CellCept (mycophenolate mofetil) is a prescription drug prescribed to adults and children after organ transplant surgery to prevent organ rejection. The drug comes in various forms and should be taken twice per day; often doctors combine CellCept with other immunosuppressants in order to lower chances of rejection or infection.
Doctors typically start patients on CellCept as an IV infusion, administered through vein over two or more hours. Once they determine they're ready to take oral medications, doctors switch them over to one of CellCept's oral forms; depending on a child's body surface area (BSA) and swallowing ability, doctors may prescribe different dosages; please refer to table below for maximum milligram (mg) doses of CellCept's oral forms for children and adults undergoing kidney, heart or liver transplant surgery surgery
Doctors use Body Surface Area (BSA) measurements of patients to calculate dosage recommendations of CellCept and other medications.

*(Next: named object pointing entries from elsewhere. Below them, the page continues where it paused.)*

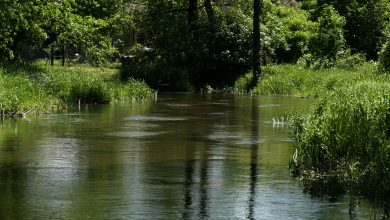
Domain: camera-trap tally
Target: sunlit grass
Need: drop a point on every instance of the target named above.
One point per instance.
(42, 87)
(292, 80)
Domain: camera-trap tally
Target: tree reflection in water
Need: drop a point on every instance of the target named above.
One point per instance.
(254, 159)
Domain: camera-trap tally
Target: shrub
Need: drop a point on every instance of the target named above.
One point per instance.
(343, 143)
(329, 39)
(384, 57)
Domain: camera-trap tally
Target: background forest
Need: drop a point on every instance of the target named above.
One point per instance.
(183, 45)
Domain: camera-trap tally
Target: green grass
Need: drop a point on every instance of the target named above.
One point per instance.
(343, 142)
(292, 80)
(44, 88)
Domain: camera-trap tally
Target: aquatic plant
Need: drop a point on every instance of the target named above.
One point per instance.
(29, 88)
(343, 144)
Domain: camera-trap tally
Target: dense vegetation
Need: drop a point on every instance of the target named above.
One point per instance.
(336, 51)
(38, 88)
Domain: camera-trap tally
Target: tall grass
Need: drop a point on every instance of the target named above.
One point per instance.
(293, 80)
(42, 88)
(343, 144)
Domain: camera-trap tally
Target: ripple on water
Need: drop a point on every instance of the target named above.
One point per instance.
(137, 134)
(154, 118)
(269, 105)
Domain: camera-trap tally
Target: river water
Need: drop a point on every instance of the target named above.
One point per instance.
(184, 156)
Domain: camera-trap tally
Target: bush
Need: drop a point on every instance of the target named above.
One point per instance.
(384, 57)
(329, 39)
(343, 143)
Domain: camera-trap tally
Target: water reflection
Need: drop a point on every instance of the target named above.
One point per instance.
(182, 157)
(254, 158)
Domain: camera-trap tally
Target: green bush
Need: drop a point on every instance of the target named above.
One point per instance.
(343, 143)
(329, 38)
(384, 57)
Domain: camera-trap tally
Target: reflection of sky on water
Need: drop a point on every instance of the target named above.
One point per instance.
(182, 157)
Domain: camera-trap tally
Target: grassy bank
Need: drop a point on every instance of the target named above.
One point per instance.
(293, 80)
(343, 142)
(40, 88)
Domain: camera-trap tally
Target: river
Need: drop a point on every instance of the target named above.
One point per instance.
(183, 156)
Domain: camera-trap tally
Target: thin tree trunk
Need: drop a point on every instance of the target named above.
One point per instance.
(192, 14)
(63, 55)
(51, 55)
(210, 12)
(256, 42)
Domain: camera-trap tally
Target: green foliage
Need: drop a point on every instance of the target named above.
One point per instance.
(365, 22)
(329, 39)
(343, 143)
(297, 81)
(243, 83)
(286, 32)
(384, 58)
(42, 89)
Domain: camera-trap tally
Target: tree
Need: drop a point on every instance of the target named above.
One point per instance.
(256, 42)
(329, 39)
(365, 22)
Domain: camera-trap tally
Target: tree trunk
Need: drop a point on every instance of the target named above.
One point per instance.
(51, 55)
(256, 42)
(210, 12)
(63, 55)
(192, 13)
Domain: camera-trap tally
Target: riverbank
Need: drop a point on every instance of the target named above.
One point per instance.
(39, 88)
(342, 143)
(293, 80)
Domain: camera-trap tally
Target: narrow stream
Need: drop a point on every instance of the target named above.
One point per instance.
(185, 156)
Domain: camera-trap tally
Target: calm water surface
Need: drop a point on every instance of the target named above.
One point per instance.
(181, 157)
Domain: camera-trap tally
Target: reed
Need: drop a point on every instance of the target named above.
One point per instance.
(36, 88)
(292, 80)
(343, 144)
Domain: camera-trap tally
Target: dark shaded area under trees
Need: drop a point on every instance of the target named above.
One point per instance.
(188, 45)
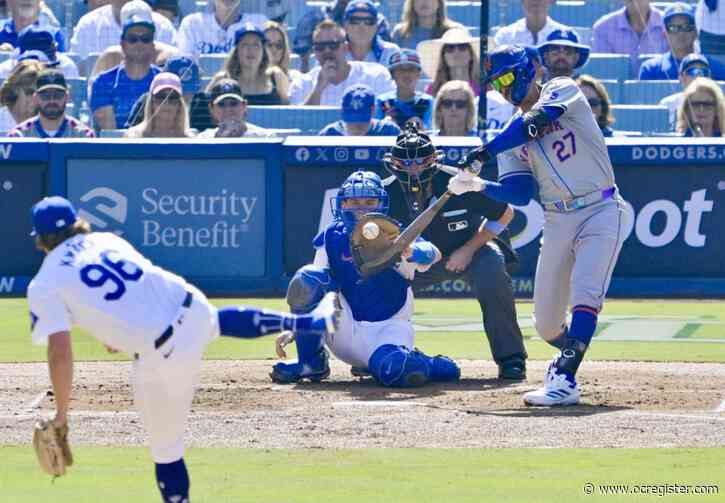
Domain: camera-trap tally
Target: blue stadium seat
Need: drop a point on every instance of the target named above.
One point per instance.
(607, 66)
(648, 92)
(645, 118)
(307, 119)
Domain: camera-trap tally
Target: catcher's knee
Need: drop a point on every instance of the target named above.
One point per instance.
(307, 287)
(399, 367)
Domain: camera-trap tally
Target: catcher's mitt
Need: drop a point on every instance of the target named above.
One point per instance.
(51, 446)
(367, 248)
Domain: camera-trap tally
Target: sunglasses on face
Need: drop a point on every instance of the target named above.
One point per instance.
(332, 45)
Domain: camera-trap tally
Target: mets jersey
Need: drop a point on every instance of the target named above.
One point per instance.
(569, 158)
(101, 284)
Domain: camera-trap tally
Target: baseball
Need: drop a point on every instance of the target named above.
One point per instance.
(371, 230)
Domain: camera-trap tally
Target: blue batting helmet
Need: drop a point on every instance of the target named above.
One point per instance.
(519, 62)
(360, 184)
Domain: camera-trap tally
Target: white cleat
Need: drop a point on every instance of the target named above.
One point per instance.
(557, 390)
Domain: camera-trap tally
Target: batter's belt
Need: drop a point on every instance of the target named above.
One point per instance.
(577, 203)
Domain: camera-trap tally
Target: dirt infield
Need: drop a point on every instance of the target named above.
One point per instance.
(625, 404)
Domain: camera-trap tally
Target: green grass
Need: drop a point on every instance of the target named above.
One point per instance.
(367, 475)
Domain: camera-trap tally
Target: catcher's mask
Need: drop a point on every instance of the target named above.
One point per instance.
(412, 159)
(360, 185)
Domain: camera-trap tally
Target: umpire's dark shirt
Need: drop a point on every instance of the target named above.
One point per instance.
(457, 222)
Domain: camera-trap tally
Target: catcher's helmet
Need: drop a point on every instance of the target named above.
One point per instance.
(360, 184)
(512, 65)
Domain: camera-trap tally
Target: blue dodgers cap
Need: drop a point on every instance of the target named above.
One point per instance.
(187, 71)
(52, 214)
(679, 9)
(357, 104)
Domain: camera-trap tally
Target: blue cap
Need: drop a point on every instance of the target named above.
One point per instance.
(187, 71)
(357, 103)
(679, 9)
(360, 6)
(52, 214)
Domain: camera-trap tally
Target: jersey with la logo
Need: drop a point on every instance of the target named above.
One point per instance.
(101, 284)
(569, 157)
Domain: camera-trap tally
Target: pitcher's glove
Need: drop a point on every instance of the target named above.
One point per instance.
(51, 447)
(373, 235)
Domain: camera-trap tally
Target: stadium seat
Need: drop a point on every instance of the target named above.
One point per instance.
(307, 119)
(648, 92)
(645, 118)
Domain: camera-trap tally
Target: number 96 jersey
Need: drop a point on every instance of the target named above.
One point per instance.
(100, 283)
(569, 157)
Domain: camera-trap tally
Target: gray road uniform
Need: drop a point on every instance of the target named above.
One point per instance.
(584, 214)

CellCept and other immunosuppressants increase the risk of opportunistic infections, such as cytomegalovirus tissue invasive disease, hepatitis due to B or C reactivation and polyomavirus-associated progressive multifocal leukoencephalopathy (PML), which can lead to permanent brain damage when taken in high doses.
Opportunistic infections can be serious and even life-threatening. They include bacteria, fungal, viral and protozoal infections - as well as latent viral reactivation such as Hepatitis B & C virus infections (see Section 4.8).